弊社は失敗したら全額で返金することを承諾します
我々は弊社のDatabricks-Certified-Professional-Data-Engineer問題集に自信を持っていますから、試験に失敗したら返金する承諾をします。我々のDatabricks Databricks-Certified-Professional-Data-Engineerを利用して君は試験に合格できると信じています。もし試験に失敗したら、我々は君の支払ったお金を君に全額で返して、君の試験の失敗する経済損失を減少します。

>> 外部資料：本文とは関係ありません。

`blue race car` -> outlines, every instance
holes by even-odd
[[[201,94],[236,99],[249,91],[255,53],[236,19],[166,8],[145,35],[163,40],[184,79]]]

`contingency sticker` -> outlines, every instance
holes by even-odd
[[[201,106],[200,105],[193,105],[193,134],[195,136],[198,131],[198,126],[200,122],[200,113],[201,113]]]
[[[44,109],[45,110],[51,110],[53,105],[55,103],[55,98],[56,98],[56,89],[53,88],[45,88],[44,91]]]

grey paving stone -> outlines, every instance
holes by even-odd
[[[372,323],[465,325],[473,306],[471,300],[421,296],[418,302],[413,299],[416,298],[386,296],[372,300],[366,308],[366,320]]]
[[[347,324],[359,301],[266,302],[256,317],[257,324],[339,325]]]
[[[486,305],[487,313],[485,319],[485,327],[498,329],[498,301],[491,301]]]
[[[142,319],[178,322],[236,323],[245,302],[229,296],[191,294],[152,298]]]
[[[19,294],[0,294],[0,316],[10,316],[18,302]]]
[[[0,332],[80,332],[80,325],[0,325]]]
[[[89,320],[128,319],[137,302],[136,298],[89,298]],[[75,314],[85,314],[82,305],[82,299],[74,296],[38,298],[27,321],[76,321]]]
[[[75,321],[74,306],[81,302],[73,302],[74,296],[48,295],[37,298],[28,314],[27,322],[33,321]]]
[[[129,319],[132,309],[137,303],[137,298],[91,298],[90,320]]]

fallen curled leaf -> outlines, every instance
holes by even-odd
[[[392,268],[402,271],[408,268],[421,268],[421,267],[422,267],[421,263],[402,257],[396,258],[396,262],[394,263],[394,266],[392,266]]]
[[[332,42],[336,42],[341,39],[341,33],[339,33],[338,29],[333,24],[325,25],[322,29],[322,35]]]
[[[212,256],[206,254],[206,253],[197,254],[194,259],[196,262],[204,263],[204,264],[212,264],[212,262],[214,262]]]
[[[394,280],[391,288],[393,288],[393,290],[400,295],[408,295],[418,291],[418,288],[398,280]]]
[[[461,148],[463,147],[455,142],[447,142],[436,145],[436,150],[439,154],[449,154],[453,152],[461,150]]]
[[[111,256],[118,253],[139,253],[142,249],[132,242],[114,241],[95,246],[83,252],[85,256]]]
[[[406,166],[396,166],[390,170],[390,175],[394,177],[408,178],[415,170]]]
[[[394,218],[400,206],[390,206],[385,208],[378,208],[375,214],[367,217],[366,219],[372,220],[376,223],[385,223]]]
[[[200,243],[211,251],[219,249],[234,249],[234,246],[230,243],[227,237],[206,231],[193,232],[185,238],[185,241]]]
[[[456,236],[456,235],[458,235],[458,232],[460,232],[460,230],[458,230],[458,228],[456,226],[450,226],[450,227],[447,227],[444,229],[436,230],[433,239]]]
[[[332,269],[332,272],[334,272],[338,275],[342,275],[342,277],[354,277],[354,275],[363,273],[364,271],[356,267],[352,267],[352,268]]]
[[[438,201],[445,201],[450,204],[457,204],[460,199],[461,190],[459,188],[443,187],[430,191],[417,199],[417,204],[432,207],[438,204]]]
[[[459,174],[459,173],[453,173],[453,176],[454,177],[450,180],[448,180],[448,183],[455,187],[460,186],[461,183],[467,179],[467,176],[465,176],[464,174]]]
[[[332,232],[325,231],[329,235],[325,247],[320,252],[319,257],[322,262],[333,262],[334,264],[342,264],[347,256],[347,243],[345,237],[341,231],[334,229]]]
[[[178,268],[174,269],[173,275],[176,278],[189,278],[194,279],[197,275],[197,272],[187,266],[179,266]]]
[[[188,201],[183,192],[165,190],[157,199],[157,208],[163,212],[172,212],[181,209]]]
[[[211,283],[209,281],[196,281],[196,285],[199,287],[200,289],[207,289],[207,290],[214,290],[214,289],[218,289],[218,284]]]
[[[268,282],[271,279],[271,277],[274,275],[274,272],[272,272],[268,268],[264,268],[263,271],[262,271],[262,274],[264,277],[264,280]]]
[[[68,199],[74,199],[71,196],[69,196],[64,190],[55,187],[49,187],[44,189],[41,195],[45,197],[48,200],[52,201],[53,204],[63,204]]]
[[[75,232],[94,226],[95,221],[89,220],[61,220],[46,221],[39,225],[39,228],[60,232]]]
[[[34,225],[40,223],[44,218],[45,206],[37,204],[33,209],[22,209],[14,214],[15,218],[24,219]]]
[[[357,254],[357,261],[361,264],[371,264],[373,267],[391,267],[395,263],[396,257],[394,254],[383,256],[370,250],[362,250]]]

弊社は無料Databricks Databricks-Certified-Professional-Data-Engineerサンプルを提供します
お客様は問題集を購入する時、問題集の質量を心配するかもしれませんが、我々はこのことを解決するために、お客様に無料Databricks-Certified-Professional-Data-Engineerサンプルを提供いたします。そうすると、お客様は購入する前にサンプルをダウンロードしてやってみることができます。君はこのDatabricks-Certified-Professional-Data-Engineer問題集は自分に適するかどうか判断して購入を決めることができます。
Databricks-Certified-Professional-Data-Engineer試験ツール:あなたの訓練に便利をもたらすために、あなたは自分のペースによって複数のパソコンで設置できます。